This work addresses the challenge of accurately translating natural language expressions of trading intent into executable options strategies, which requires complex reasoning over multidimensional options chain data under strict constraints. To this end, the authors propose a neuro-symbolic hybrid approach that introduces a domain-specific Options Query Language (OQL) as a structured intermediate representation. This OQL guides large language models in performing syntax-constrained semantic parsing, while a deterministic symbolic engine validates and executes the resulting strategies. By reframing free-form text generation as a controlled parsing task, the method achieves substantial improvements over direct generation baselines on a newly constructed options strategy dataset, demonstrating significant gains in both execution accuracy and logical consistency.

Large Language Models (LLMs) excel at general code generation, yet translating natural-language trading intents into correct option strategies remains challenging.

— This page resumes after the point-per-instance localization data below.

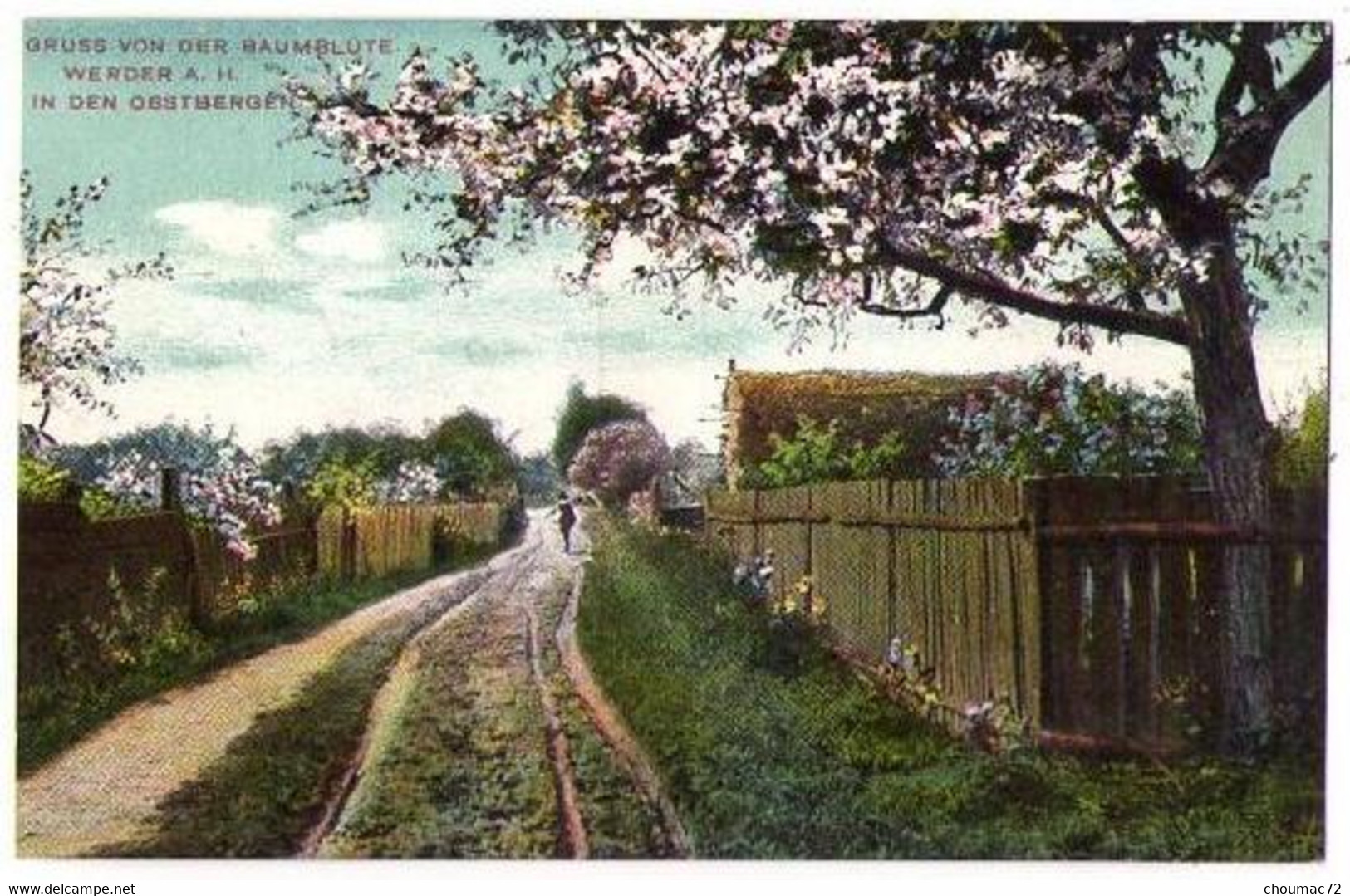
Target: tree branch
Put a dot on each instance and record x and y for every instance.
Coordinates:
(933, 309)
(984, 286)
(1245, 149)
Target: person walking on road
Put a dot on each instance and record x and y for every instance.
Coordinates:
(566, 520)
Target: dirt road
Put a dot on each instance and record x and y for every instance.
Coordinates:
(479, 742)
(492, 738)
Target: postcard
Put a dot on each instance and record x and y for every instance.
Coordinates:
(678, 440)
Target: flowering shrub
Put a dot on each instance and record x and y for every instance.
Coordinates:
(1052, 419)
(619, 459)
(414, 482)
(66, 345)
(220, 482)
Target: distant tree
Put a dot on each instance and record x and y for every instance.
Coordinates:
(1303, 443)
(619, 459)
(582, 414)
(1056, 420)
(414, 482)
(539, 479)
(469, 453)
(380, 448)
(68, 349)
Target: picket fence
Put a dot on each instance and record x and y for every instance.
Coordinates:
(1092, 605)
(76, 574)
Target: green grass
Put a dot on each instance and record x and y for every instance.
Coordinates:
(813, 762)
(464, 772)
(57, 712)
(619, 820)
(272, 786)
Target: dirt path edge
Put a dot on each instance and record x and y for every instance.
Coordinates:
(611, 727)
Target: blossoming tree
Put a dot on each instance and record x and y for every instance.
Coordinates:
(1095, 176)
(220, 483)
(66, 345)
(617, 460)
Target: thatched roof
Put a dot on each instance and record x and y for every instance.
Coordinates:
(866, 404)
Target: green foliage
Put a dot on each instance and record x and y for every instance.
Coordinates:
(469, 453)
(818, 453)
(1303, 444)
(817, 764)
(381, 448)
(339, 483)
(1056, 420)
(42, 481)
(581, 414)
(539, 479)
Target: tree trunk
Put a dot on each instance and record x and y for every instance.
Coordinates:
(1237, 442)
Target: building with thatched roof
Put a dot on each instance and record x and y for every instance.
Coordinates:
(867, 405)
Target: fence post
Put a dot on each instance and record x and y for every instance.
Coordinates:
(170, 489)
(347, 546)
(1036, 644)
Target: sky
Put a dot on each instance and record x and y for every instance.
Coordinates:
(277, 323)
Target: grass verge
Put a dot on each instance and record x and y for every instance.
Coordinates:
(56, 714)
(270, 787)
(462, 771)
(764, 764)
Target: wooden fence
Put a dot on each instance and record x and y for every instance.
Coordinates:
(76, 572)
(1092, 605)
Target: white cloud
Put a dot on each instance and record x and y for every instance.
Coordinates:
(226, 227)
(354, 241)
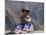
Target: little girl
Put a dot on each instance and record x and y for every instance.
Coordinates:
(25, 24)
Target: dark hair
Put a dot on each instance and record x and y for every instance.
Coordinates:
(25, 10)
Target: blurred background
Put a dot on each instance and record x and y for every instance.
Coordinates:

Real-world option design requires reasoning over massive, multi-dimensional option chain data with strict constraints, which often overwhelms direct generation methods. We introduce the Option Query Language (OQL), a domain-specific intermediate representation that abstracts option markets into high-level primitives under grammatical rules, enabling LLMs to function as reliable semantic parsers rather than free-form programmers. OQL queries are then validated and executed deterministically by an engine to instantiate executable strategies. We also present a new dataset for this task and demonstrate that our neuro-symbolic pipeline significantly improves execution accuracy and logical consistency over direct baselines.